MET is a counseling approach that helps Marijuana addicts by helping them resolve their mixed feelings about marijuana use and the impact it has on their lives, thereby preparing them for change. Its approach focuses on personal values, concerns, and goals related to marijuana use. 

  • Support groups

Support groups help persons with Cannabis use disorder get peer support and encouragement to recover from their addiction. 

  • Group therapy

Group therapy allows individuals to connect with others facing similar challenges. 

  • Lifestyle changes

Engaging in healthy activities like exercise, hobbies, and hanging out with supportive people can help marijuana addicts deal with their addiction. Addressing stress, such as relationship or financial problems, makes the treatment process more effective.  

  • Family therapy

Involving family in the therapy process has been shown to foster a supportive recovery environment. It also improves communication and repairs damages that addiction to marijuana may have caused. 

  • Aftercare

Aftercare programs help individuals remain on track and maintain their recovery from marijuana addiction.
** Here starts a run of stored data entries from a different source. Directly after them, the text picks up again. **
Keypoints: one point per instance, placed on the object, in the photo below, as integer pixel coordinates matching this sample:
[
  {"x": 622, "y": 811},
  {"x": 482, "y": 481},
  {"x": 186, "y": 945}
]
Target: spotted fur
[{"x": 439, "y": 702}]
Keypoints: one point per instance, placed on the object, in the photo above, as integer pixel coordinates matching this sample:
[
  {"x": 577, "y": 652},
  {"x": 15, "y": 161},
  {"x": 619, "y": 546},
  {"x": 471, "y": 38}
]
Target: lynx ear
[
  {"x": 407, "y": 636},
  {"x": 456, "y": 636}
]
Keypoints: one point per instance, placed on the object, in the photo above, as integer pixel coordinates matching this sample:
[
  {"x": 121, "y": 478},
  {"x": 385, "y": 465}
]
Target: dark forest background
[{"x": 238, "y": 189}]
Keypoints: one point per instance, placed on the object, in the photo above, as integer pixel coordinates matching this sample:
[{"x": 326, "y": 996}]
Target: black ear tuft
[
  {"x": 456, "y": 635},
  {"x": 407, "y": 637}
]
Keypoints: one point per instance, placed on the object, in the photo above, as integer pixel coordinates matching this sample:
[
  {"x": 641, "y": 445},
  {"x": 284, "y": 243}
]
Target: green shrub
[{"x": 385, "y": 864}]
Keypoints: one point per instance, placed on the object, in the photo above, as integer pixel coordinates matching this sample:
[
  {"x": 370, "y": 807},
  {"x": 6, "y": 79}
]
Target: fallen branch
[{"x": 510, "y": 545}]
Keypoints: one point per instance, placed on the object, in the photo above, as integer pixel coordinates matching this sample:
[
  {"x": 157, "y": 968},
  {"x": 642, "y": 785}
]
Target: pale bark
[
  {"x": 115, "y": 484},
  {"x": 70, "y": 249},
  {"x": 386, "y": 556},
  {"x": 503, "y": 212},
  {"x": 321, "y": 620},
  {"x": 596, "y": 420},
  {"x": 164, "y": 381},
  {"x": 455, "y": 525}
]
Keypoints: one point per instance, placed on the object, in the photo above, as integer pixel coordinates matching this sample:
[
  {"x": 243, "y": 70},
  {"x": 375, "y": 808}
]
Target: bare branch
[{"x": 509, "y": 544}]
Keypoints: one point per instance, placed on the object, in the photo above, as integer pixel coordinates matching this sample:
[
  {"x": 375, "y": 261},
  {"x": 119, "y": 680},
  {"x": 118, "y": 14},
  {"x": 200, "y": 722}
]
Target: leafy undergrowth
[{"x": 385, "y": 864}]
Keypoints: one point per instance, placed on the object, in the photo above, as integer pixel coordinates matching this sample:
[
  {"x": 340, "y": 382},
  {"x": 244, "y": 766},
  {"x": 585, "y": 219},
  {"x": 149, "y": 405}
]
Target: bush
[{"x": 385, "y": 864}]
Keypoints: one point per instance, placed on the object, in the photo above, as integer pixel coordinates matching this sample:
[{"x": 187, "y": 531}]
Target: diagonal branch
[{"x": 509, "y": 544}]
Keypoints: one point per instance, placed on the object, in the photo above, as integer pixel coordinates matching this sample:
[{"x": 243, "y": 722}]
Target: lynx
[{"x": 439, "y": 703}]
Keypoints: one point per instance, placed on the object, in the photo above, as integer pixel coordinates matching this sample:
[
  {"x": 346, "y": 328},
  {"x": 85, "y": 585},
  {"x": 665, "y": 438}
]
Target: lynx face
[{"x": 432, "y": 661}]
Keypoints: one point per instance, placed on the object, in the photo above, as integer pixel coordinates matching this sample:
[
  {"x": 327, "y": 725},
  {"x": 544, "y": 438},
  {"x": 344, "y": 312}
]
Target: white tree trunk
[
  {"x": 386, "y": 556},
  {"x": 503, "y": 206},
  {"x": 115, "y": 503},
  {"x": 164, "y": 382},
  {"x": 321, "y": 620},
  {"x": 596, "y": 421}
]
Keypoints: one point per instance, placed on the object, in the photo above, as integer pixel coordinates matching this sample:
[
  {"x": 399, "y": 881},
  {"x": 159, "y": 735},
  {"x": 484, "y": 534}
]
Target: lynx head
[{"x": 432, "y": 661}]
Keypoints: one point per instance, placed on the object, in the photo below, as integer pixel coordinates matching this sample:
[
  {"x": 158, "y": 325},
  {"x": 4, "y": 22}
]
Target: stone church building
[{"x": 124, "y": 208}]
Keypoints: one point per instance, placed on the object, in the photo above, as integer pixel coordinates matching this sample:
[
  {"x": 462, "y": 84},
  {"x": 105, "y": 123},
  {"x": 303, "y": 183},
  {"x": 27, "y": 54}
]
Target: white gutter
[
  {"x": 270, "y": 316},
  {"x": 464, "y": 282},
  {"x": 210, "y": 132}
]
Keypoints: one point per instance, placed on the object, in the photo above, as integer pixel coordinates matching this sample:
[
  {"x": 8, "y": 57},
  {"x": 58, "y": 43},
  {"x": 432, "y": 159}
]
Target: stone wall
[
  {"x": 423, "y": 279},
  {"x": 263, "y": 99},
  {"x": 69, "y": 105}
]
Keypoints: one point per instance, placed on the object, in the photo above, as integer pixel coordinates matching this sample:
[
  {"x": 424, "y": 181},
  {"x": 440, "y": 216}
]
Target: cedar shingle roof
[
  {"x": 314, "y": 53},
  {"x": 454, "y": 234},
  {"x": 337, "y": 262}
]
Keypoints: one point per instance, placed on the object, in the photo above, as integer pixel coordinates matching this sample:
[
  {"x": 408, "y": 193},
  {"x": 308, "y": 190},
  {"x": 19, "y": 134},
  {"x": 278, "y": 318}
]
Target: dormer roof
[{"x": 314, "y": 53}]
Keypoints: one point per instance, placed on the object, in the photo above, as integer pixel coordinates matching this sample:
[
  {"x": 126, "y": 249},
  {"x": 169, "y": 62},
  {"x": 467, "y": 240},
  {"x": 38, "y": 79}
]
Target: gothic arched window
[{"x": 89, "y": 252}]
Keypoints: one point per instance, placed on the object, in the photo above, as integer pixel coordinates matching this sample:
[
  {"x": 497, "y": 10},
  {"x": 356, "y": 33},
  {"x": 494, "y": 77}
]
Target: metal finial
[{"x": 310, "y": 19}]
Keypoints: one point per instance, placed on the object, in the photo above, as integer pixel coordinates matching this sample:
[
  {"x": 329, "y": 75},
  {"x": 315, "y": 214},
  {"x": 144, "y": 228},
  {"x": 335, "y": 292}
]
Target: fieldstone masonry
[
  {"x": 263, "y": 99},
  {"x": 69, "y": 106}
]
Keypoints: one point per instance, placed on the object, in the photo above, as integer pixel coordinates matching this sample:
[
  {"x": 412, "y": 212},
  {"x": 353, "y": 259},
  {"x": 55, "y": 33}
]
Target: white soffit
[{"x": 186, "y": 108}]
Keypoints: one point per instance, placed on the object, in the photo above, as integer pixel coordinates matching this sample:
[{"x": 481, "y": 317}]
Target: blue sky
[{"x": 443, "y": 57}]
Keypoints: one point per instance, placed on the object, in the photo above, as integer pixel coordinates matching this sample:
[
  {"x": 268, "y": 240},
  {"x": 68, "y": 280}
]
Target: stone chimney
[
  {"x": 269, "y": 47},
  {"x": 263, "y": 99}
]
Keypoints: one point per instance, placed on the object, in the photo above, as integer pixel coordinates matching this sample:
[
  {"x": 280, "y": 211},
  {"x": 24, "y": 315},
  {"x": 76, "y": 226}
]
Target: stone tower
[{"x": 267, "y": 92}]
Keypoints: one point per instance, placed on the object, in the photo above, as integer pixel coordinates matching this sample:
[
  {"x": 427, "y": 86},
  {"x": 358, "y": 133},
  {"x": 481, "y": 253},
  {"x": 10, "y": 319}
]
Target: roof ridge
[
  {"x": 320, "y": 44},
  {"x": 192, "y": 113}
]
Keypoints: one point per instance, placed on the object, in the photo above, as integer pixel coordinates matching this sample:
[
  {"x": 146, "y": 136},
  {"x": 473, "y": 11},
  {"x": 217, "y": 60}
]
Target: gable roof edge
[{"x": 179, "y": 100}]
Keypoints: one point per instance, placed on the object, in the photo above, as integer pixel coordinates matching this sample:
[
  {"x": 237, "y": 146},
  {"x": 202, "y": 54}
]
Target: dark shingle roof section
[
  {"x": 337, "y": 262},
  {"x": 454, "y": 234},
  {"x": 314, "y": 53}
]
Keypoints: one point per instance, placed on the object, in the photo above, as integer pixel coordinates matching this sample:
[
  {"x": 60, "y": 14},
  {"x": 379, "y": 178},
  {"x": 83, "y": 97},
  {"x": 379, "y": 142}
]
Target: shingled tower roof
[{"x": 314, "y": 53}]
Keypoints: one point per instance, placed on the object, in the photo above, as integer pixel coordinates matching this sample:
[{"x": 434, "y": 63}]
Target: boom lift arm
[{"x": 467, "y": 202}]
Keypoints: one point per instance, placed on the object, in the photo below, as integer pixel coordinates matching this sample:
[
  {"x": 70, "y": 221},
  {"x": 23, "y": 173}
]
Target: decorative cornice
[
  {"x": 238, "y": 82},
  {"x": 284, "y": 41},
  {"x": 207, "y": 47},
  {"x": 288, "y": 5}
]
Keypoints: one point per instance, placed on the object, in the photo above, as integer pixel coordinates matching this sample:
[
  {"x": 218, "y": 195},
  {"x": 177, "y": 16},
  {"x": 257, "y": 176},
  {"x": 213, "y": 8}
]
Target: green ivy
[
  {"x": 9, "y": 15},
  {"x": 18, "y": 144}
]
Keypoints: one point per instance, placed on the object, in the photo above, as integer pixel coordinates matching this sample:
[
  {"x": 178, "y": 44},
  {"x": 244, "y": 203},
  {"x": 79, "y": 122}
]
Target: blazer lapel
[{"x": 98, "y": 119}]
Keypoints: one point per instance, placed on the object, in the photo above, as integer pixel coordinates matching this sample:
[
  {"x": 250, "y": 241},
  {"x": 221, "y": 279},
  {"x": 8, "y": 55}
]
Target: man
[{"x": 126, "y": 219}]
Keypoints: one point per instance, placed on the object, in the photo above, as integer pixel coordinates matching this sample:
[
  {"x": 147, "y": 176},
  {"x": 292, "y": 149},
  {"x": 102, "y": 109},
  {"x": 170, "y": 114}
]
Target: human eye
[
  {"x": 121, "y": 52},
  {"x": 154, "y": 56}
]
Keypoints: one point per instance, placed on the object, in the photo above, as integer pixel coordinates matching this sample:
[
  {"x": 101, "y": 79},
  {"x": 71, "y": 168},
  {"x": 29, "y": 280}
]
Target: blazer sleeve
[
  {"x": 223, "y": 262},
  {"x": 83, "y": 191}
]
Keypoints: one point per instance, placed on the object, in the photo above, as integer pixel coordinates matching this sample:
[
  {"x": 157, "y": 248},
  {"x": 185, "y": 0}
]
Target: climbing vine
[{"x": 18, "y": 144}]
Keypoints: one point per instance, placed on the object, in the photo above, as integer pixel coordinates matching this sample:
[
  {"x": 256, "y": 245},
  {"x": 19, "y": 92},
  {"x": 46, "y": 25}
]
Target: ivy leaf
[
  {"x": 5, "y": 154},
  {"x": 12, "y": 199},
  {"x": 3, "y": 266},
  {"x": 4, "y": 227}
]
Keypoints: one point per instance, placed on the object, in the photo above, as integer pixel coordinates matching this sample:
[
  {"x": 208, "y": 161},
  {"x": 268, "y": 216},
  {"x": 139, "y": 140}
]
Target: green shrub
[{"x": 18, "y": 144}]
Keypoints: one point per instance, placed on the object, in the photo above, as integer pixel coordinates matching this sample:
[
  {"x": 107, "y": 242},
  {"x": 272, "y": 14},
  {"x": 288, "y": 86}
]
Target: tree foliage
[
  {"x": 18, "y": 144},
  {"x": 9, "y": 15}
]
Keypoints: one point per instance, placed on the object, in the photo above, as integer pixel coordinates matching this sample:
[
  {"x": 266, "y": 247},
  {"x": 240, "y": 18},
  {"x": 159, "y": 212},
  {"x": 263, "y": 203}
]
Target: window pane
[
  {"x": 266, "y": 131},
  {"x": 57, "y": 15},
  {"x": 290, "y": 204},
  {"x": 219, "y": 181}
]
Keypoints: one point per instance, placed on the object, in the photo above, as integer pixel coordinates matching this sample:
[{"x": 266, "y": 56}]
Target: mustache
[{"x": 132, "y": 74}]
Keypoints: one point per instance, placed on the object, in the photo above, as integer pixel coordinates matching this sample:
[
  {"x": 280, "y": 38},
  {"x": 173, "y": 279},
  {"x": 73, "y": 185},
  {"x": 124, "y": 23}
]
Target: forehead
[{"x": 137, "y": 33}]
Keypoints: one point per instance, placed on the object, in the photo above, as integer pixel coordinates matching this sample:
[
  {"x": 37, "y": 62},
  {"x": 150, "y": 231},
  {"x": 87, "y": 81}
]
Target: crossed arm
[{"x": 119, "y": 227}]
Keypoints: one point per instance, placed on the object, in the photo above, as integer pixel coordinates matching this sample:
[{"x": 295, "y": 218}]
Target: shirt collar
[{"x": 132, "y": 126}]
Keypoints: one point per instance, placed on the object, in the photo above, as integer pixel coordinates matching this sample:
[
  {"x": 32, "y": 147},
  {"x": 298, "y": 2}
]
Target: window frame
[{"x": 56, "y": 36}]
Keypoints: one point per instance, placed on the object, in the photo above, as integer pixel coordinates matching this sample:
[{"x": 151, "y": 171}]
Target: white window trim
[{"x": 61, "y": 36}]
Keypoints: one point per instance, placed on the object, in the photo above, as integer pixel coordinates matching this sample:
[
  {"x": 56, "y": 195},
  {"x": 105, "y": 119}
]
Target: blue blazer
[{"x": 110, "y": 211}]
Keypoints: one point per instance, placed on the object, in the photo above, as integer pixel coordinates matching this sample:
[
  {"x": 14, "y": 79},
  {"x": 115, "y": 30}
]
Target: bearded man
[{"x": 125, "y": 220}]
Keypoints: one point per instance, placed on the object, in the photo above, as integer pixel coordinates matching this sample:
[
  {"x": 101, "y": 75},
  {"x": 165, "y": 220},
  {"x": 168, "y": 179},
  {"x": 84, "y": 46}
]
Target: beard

Treatment for marijuana addiction varies depending on the severity of the addiction, the symptoms of the disorder, and the individual goal.

Can marijuana addiction co-occur with other substance use disorders?

Yes, individuals with marijuana addiction may also experience co-occurring substance use disorders involving alcohol, tobacco, or other drugs. Co-use of multiple substances can exacerbate addiction symptoms, complicate treatment outcomes, and increase the risk of adverse health effects.

What are the potential long-term effects of chronic marijuana use?

Chronic marijuana use can lead to various long-term effects on physical health, cognitive functioning, and mental well-being. These may include respiratory issues such as bronchitis and lung infections, cognitive impairments in memory, attention, and decision-making, mental health disorders such as anxiety and depression, and adverse impacts on social and occupational functioning.

Can treatment strategies for marijuana addiction be applied cocaine addiction?

While each substance may present unique challenges and considerations, many treatment modalities, such as cognitive-behavioral therapy, support groups, and pharmacological interventions, which are used for marijuana addiction can be adapted and tailored to help someone with cocaine addiction.

How do the withdrawal symptoms of marijuana addiction compare to those of Percocet addiction?

Examining the withdrawal experiences associated with marijuana addiction and percocet addiction can illuminate the diverse range of physical and psychological challenges individuals may encounter during detoxification and early recovery. While withdrawal symptoms may vary depending on the substance of abuse, common themes such as cravings, mood disturbances, and physical discomforts may be observed across different types of addiction.